I'd barely hung up the phone when I heard her voice at the door connecting our rooms. "Eric?" Just my name. Hardly loud enough for me to hear her, what with the way my blood hadn't stopped roiling through my body for even a second since she'd woken up on the plane.

Since I'd been touching her.

Since she'd almost died right in front of me. Because of me.

She had almost stopped breathing.

So had I.

I crossed the room to the door and leaned my forehead against the wall. "Dana?"

"Can I come in?"

I'd never felt so torn in my life, between wanting to let her in so I could see her, so I could know that she was okay, and wanting to keep her as far away from me as possible. I didn't know if I could trust myself anymore. Not after what I'd done. It would have been bad enough if she'd woken up on that plane with her head lying on my lap with my hands far away from her.

But my hands hadn't been away. They'd been on her. Caressing her face. Combing my fingers through her hair. Doing all the things I'd told myself I'd never be able to do.

Well, not all the things.

But enough of them to nearly kill her from panic.

Enough that it would nearly kill me, thinking about the others.

"Eric?" she said again. Timid. Her voice was shaking.

Fuck.

"It's open on my side. You can always come in if you want to." I stepped back from the door when she pulled hers open, giving her room to come in without crowding her. I couldn't let myself get too close. If I did, I might do something stupid like pull her into my arms. The need to hold her, to touch her, was getting to be more intense than I'd anticipated.

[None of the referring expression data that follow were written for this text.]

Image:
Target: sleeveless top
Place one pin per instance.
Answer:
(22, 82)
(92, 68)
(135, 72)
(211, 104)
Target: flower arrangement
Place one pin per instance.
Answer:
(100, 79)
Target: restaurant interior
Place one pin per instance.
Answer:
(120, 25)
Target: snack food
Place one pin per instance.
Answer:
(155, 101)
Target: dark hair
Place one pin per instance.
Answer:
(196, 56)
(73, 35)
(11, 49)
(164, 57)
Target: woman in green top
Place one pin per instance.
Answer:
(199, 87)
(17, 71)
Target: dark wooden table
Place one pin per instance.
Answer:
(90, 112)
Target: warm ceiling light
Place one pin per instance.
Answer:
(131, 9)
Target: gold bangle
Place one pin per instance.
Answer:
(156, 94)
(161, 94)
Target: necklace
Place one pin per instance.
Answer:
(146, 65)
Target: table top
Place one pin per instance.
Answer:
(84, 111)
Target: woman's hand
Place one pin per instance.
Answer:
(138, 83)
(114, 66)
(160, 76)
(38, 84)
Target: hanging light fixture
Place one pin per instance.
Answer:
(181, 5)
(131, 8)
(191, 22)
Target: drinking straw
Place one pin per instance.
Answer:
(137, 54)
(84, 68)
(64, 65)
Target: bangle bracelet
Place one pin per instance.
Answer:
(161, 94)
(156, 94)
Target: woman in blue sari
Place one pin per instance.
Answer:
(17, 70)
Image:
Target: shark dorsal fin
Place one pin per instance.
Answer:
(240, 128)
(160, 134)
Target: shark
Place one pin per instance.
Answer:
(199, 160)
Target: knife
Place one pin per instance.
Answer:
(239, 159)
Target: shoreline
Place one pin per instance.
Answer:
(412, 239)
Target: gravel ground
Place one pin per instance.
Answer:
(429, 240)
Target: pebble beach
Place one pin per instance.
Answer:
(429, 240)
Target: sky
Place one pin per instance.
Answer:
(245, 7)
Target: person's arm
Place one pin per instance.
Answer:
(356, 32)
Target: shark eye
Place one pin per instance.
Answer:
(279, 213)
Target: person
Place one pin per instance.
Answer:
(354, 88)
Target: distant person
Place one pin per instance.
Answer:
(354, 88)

Three steps into the room, she stopped and stared at me. "Are you... Were you talking to Brenden?"

She was still pale, so pale, with deep, purplish circles under her eyes.

I hated seeing her like that—knowing I'd caused it. I nodded. "He knows he can't really do anything to stop what we're doing. But he reserves the right to put me in an early grave if he sees any reason to do so. If you—"

"I can't get worse than I already am."

That only confirmed my fears; she didn't intend to call it quits.

Even though she'd made progress—being able to let me hold her hand, that sort of thing—I wasn't entirely sure I could keep doing what she asked of me. Not after today.

There was no way in hell I would let her go to someone else, though. If any son of a bitch was going to touch her, it would be me. Only me.

I didn't see much point in trying to deny it to myself anymore. I loved her. Absolutely. Completely. Head over my fucking heels in love with her. She may not love me in return, but that was okay. I couldn't control that. All I could do was be what she needed me to be, do what she needed me to do. Always. As long as she'd let me.

Later, once she went back to Providence and left me behind, I could lick my wounds in private. That was what I'd done when I started dating Kim, back in the day. I knew I would never be able to be with Dana, not the way I wanted to, and so I'd tried to find someone else.

Kim had deserved better. It wasn't that I didn't care for her. I did. It had just all been about me. As a professional athlete, there has to be some of that. You have to do the things required to earn your contract, and that takes a lot of sacrifice. But I'd taken it too far. There was a part of me I'd kept to myself, when I should have given it to her. I couldn't give it to anyone but Dana, though.